Ria Musiawan selaku Ketua IGC mengatakan bahwa gastronomi berkelanjutan memainkan peran penting dalam memerangi limbah makanan. Di Hari Gastronomi Berkelanjutan Sedunia ini merupakan kesempatan baik bagi IGC untuk menyebarkan dan meningkatkan kesadaran masyarakat terhadap limbah makanan, sekaligus mempromosikan penggunaan bahan pangan yang ramah lingkungan. "Hari ini IGC ingin mengajak seluruh unsur masyarakat untuk bergabung, dan bersama-sama mendukung gastronomi berkelanjutan. Harapannya kini, generasi kita, generasi emas yang akan datang, kita semua akan lebih baik lagi".
Gastronomi berkelanjutan merupakan pendekatan dalam seni gastronomi yang mengutamakan keseimbangan antara kebutuhan gastronomi dan kelestarian lingkungan, kesejahteraan sosial, serta keberlanjutan ekonomi. Hal ini mencakup penggunaan bahan-bahan makanan yang diproduksi secara ramah lingkungan, mendukung petani dan produsen lokal, serta meminimalkan limbah makanan, penggunaan sumber daya alam secara bijaksana, serta memperhatikan jejak karbon dari proses produksi hingga konsumsi.
Selanjutnya Dr. dr. Ray Wagiu Basrowi, MKK, FRSPH yang merupakan Sekjen IGC menjelaskan bahwa sifat bijak itu merujuk pada perilaku manusia. Sehingga untuk bisa mewujudkan gastronomi yang bijak, sehat, dan berkelanjutan harus di awali dari diri kita sendiri. "Jadi agent of change untuk berperilaku bijak itu adalah diri sendiri. Indonesia dengan kekayaan alamnya yang melimpah, dan makanan yang mudah didapatkan, mungkin ini salah satu hal yang menyebabkan orang Indonesia gampang buang-buang makanan," ujarnya.
Tak heran dengan perilaku kurang bijak ini, Indonesia menyandang predikat sebagai negara penyumbang sampah makanan terbesar ketiga di dunia. Untuk itulah mengapa gastronomi berkelanjutan sangat penting digaungkan di negara ini. Menurut dr. Ray lagi, sampah makanan merupakan hal yang paling bisa dicegah, misalnya dengan menerapkan teknologi pangan yang efektif, yang dapat membantu mengurangi sampah makanan.

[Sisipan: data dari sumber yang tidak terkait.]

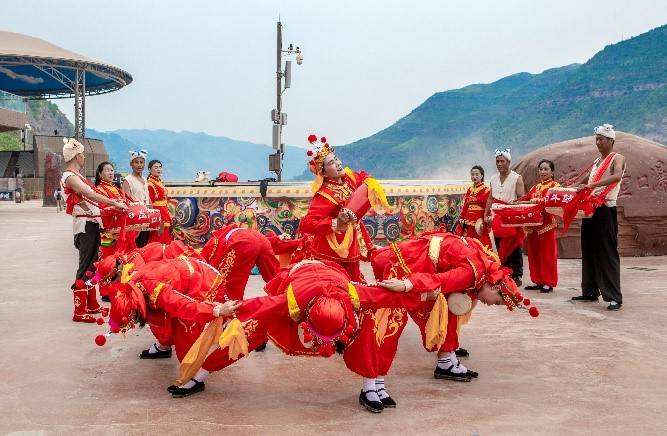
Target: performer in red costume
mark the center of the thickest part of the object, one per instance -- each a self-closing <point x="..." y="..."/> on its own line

5 Prinsip Utama Gastronomi Berkelanjutan
Sumber Bahan Baku
Mengutamakan bahan makanan yang dihasilkan secara lokal dan musiman untuk mengurangi jejak karbon, dan mendukung ekonomi lokal.
Teknik Produksi
Menggunakan metode produksi dan persiapan makanan yang ramah lingkungan, seperti pertanian organik, dan teknik memasak tradisional yang hemat energi.
Kesejahteraan Sosial
Memastikan bahwa seluruh rantai pasok makanan adil dan mendukung kesejahteraan semua pihak yang terlibat, termasuk petani, nelayan, dan pekerja restoran.
Pengelolaan Limbah
Mengurangi limbah makanan melalui pemanfataan seluruh bagian bahan makanan, composting, dan daur ulang.
Kesehatan Konsumen
Menyediakan makanan yang sehat dan bergizi untuk mendukung kesehatan konsumen. Â
Di Indonesia, praktik gastronomi berkelanjutan ini sudah mulai diterapkan, di antaranya Pertanian Organik di Bali, Program 'Urban Farming' di Jakarta, Festival Makanan Tradisional di Yogyakarta, promosi Sarapan Tinutuan (Bubur Manado) di Minahasa-Sulawesi Utara, serta menghidupkan ide Gastronomi di Relief Candi Borobudur melalui kegiatan Gastronosia. Sejauh ini IGC sudah meluncurkan 3 program yang bertujuan mempromosikan gastronomi berkelanjutan dan antilimbah makanan, yaitu Program Gastronosia, Edukasi Perilaku Makan, dan Petualangan Gastronomi Nusantara.